Enterprises "take the hit" but still maintain their strength in attracting FDI capital
On September 18, at a press conference on the socio -economic situation of Ho Chi Minh City, the Management Board of Ho Chi Minh City Export Processing Zones and Industrial Parks (HEPZA) said that compared to the tax rate previously applied, the 20% tax rate is lower, but still creates significant financial pressure. Many businesses reported that profits have decreased, production costs and selling prices are difficult to maintain competitive levels, forcing them to recalculate the entire process. Some seafood businesses said they are researching and developing new products, avoiding direct confrontation with products that the US is protecting, to limit the risk of being sued for anti-dumping.
Of the 32 surveyed enterprises, 2 enterprises recorded a decrease in orders in the third quarter of this year, and 1 enterprise had to temporarily suspend export contracts due to the direct impact of taxes on costs. Enterprises need time to restructure production, focusing on increasing added value instead of just processing.

The recommendations sent to the management agency focus on the Government providing official information and legal guidance related to determining the origin of goods and transit goods as soon as possible. This is the basis for businesses to avoid risks of commercial litigation, while having more room to adapt in the short and medium term.
While export enterprises face many challenges, Ho Chi Minh City is still considered an attractive investment destination. After merging industrial parks, Ho Chi Minh City has formed a large-scale industrial - urban seaport space, linked with the logistics center of Ba Ria - Vung Tau , the industrial production area of Binh Duong and financial services of Ho Chi Minh City. This closed supply chain helps reduce logistics costs, improve product competitiveness, despite international tariff fluctuations, which is maintaining the advantage of attracting foreign direct investment (FDI) for the city.
Restructuring production and spearhead orientation
In the coming time, Ho Chi Minh City will focus on developing new generation industrial parks - high-tech, ecological, smart - prioritizing semiconductor, electronics, AI, biotechnology and clean energy industries. This is a group of industries that are less directly affected by US tax measures, while creating high added value, in line with global investment trends.
At the same time, institutional and public administration reform continues to be a strategic advantage. Ho Chi Minh City maintains a “one-stop shop” mechanism, with a timely file processing rate of over 90%, reducing time costs for investors. The city also promotes investment in the US and Europe, exploiting the advantages of free trade agreements.
According to the plan by 2030, Ho Chi Minh City will prepare over 6,000 hectares of clean land for high-tech projects, and gradually relocate labor-intensive industrial zones to the outskirts. The city affirms that it will only accept FDI projects with advanced technology, transparent management, and environmental friendliness - especially from American and European corporations.

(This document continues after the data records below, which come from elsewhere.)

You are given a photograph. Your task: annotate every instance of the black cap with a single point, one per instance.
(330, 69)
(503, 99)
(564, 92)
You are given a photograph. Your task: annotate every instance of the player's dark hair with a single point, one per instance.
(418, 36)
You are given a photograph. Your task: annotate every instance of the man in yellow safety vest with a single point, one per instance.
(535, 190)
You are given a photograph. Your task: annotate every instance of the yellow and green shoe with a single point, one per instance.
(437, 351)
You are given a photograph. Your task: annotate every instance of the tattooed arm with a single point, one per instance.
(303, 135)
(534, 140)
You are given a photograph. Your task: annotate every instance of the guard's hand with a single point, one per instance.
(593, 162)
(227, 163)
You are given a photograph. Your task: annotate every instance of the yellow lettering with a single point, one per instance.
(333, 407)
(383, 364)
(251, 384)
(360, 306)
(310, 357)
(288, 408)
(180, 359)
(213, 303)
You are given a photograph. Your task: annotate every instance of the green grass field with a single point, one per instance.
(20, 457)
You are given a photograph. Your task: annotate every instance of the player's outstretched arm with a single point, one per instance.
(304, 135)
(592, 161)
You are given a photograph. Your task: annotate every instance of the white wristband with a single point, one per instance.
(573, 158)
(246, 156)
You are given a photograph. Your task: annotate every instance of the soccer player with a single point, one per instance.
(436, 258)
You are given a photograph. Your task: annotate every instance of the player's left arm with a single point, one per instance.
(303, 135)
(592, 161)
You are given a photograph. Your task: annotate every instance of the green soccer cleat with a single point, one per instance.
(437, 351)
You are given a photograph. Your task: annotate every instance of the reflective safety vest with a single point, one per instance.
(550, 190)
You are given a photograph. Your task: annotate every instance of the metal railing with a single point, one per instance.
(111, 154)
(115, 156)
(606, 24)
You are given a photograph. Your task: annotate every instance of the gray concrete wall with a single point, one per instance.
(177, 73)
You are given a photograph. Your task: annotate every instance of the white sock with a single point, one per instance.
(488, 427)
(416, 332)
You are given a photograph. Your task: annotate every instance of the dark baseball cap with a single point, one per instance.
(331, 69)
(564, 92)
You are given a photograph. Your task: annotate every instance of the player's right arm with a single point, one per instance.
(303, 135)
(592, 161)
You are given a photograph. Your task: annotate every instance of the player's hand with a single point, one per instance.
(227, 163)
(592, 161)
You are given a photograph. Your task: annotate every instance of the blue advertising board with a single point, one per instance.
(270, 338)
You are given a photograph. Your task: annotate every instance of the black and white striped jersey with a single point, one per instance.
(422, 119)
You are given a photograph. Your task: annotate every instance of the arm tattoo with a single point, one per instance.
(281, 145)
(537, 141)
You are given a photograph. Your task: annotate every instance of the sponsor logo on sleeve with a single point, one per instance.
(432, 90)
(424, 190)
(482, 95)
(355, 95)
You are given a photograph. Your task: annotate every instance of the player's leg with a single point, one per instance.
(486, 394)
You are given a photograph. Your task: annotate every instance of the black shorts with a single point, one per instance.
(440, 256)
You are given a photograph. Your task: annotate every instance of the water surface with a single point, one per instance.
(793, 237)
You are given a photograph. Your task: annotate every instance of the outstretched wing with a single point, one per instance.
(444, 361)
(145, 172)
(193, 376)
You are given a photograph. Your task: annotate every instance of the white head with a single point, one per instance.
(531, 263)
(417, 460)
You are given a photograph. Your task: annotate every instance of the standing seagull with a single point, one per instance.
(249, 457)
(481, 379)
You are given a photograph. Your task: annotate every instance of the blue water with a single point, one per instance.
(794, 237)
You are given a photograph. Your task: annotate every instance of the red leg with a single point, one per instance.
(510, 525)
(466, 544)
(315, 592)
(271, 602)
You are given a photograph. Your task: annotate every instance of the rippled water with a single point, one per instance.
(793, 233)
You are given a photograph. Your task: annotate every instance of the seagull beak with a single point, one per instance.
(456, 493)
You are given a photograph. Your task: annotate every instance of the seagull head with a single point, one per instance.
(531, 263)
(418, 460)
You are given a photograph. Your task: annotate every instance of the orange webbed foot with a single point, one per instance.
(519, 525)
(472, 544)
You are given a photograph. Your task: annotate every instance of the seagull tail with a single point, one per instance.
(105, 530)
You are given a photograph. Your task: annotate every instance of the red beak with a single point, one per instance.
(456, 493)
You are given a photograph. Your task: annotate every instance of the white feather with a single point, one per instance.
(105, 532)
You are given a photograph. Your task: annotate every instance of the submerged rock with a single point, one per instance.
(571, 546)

Mr. Tran Viet Ha - Deputy Head of HEPZA - said: "The three pillars of scale, technology and institutions will help Ho Chi Minh City maintain its position as a leading FDI destination, even when the international trade environment is still volatile."
In fact, while Vietnamese export enterprises are forced to restructure to cope with the 20% tax rate from the US, Ho Chi Minh City still maintains its attraction to new investment capital, especially in the high-tech sector. This can become a "lifebuoy" to help Vietnamese production move up the value ladder, reducing dependence on traditional processing.